15 Fevereiro 2018
A Igreja Católica precisa aprender sobre a vida conjugal com os fiéis, disse o cardeal de Chicago, Blase Cupich, em um importante discurso na Universidade de Cambridge. Ele não disse isso com vontade de diluir o ensino da Igreja, mas a partir de uma convicção teológica.
O comentário é do jesuíta estadunidense Thomas Reese, publicado por Religion News Service, 12-02-2018. A tradução é de Moisés Sbardelotto.
Não é só a Igreja que leva o Evangelho às famílias, mas as famílias também contribuem para a compreensão e a proclamação do Evangelho por parte da Igreja, argumentou Cupich na Inglaterra, na sexta-feira, 9 de fevereiro. Ele chegou a essa conclusão depois de começar a partir da compreensão da Igreja sobre a família como um lugar privilegiado da autorrevelação de Deus.
Se aceitarmos isso, disse Cupich, “então nenhuma família deveria ser considerada privada da graça de Deus”. Como resultado, “nossa abordagem ministerial deveria começar com o entendimento de que as famílias não são problemas para se resolver”, disse.
“Em vez disso, são oportunidades para a Igreja discernir, com a ajuda do Espírito, como Deus está ativo no nosso tempo e o que Deus está nos chamando a fazer aqui e agora.”
Em seu discurso promovido pelo Instituto Von Hügel de Pesquisa Católica Crítica, Cupich fez uma contribuição significativa para o debate internacional sobre a Amoris laetitia, inclinando-se fortemente ao lado do Papa Francisco, que tem sido severamente criticado por abrir a possibilidade de que católicos divorciados e em segunda união sejam admitidos à comunhão. O cardeal citou até a constituição dogmática sobre a Igreja do Vaticano II, que pede a submissão religiosa da mente e da vontade ao magistério do papa.
Cupich acredita que a exortação apostólica apresenta um novo paradigma que nos chama a abraçar um novo espírito, uma mudança de direção no modo como a Igreja realiza seu ministério para as famílias.
Francisco, de acordo com Cupich, introduziu um conjunto de seis princípios hermenêuticos que forçam uma mudança de paradigma, permitindo-nos rever o engajamento da Igreja com os casais e as famílias.
O primeiro princípio é: “A família é um lugar privilegiado da autorrevelação de Deus”. Se realmente acreditamos nisso, então a Igreja deve deixar de fazer uma apresentação abstrata e idealizada do casamento. “A tarefa daqueles que ministram às famílias – explicou – é abrir os olhos para ver e ajudar as famílias a discernirem para onde Deus as está chamando.”
A autorrevelação de Deus não se restringe apenas aos que correspondem aos ideais matrimoniais da Igreja. Deus também pode estar presente em situações irregulares, incluindo as pessoas divorciadas e em segunda união. Cupich argumenta que, embora essa seja uma mudança de paradigma para aqueles que ministram às famílias, é uma mudança “holisticamente enraizada na Escritura, na tradição e na experiência humana”.
O primeiro princípio interpretativo leva diretamente ao segundo. “Como as famílias são um lugar privilegiado da autorrevelação e da ação de Deus no mundo, é preciso haver uma mudança na forma como os ministros da Igreja interagem com as famílias e os casais. Ela deve ser marcada pelo respeito mútuo pelo movimento do Espírito. Os ministros devem acompanhar as famílias em um processo de discernimento.”
Em outras palavras, a Igreja não deve apenas ensinar; deve também aprender com as famílias. Todos devem “permanecer abertos à possibilidade de aprender uns com os outros, na busca de compreender o mistério de Deus juntos”.

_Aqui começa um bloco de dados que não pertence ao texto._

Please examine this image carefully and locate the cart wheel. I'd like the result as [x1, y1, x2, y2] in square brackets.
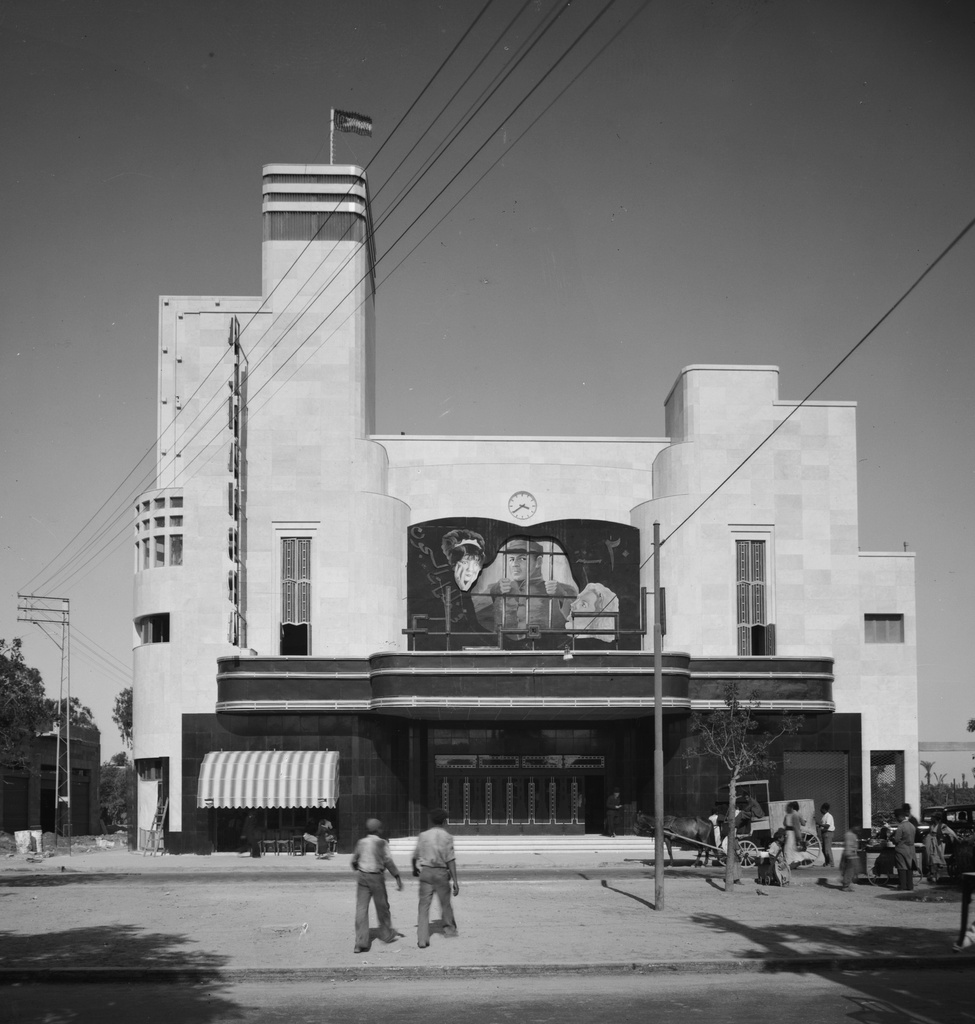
[738, 839, 758, 867]
[866, 861, 897, 889]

Cupich argumenta que é a isso que Francisco se refere ao falar de uma Igreja “sinodal”. Isso significa “rejeitar uma maneira autoritária ou paternalista de lidar com as pessoas que faz cumprir a lei, que pretende ter todas as respostas, ou respostas fáceis a problemas complexos, que sugere que as regras gerais irão trazer perfeitamente uma clareza imediata ou que os ensinamentos da nossa tradição podem ser aplicados de forma preventiva aos desafios particulares enfrentados pelos casais e pelas famílias”.
“O principal objetivo do ensino formal sobre o casamento é o acompanhamento, não a busca de um conjunto abstrato e isolado de verdades”, afirmou. Esse acompanhamento “envolve um processo de escuta e aprendizagem, que orienta os fiéis a uma consciência de sua situação perante Deus”.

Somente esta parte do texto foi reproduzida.